Klasik müzik-rock ortaklığına yepyeni bir soluk
Grubun ana ve geri vokallerini üstlenen Semkina, sadece progresif rock türünde değil, genel anlamda popüler müzikte belki son 20 yılın en yetenekli kadın vokalisti olarak göze çarpıyor.
Özellikle rock/metal müzikte kadın vokalin, Epica, Nightwish ve Within Temptation gibi grupların öncülüğüyle, opera tandanslı çığlık şovlarına (garip oldu bu tamlama ama idare ediniz) indirgendiği göz önüne alındığında Marjana Semkina, akrobatik ve renkli performansıyla iamthemorning sound’unun en önemli belirleyicisi niteliğini taşıyor.
Diğer yandan yaratıcı piyanist Gleb Kolyadin, klasik müziğin pek çok akımını yetkin bir şekilde müziğine taşıyarak alışılageldik klasik müzik-rock ortaklığına yepyeni bir soluk kazandırmış oluyor.

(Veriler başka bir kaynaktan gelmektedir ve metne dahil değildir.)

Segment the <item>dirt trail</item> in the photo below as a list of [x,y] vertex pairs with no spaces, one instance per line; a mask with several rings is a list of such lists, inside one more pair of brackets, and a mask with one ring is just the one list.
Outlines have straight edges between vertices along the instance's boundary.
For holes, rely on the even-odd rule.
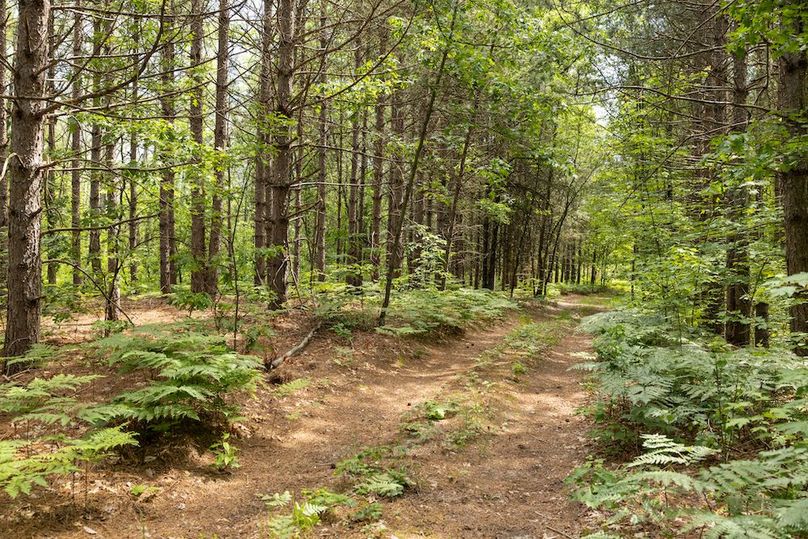
[[[568,501],[563,479],[587,452],[587,425],[575,415],[586,395],[569,367],[589,351],[589,340],[573,322],[560,326],[560,342],[531,360],[518,379],[502,343],[528,322],[577,317],[587,310],[583,302],[573,297],[522,311],[444,343],[357,335],[349,348],[318,339],[284,367],[288,378],[305,377],[310,385],[283,397],[263,391],[248,405],[245,424],[252,430],[237,442],[241,468],[232,475],[211,473],[209,460],[197,456],[162,470],[147,468],[145,478],[143,468],[119,470],[97,481],[95,491],[125,484],[129,473],[132,484],[148,482],[159,494],[132,501],[119,489],[95,518],[54,522],[34,535],[258,537],[267,520],[258,495],[339,489],[335,463],[400,441],[402,422],[418,403],[466,395],[488,410],[482,432],[462,445],[438,436],[413,446],[405,466],[418,486],[383,503],[386,528],[378,536],[577,537],[580,509]],[[481,354],[492,350],[499,352],[481,368]],[[472,372],[476,385],[469,382]],[[457,428],[457,421],[446,424]],[[334,523],[311,536],[369,535],[361,525]]]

Özetle, iamthemorning son 20-30 yılda önemli bir tıkanıklık yaşayan rock müziğe yeni ve orijinal bir ses getiren en eşsiz projelerden biri olarak özenli bir dinlemeyi hak ediyor. Grubun son albümü Lighthouse ise 2016 yılında dahi rock müziğin hala özgün işlere sahne olabileceğini bizlere gösteriyor. iamthemorning’in tüm çalışmalarına bandcamp sayfaları üzerinden erişebilirsiniz.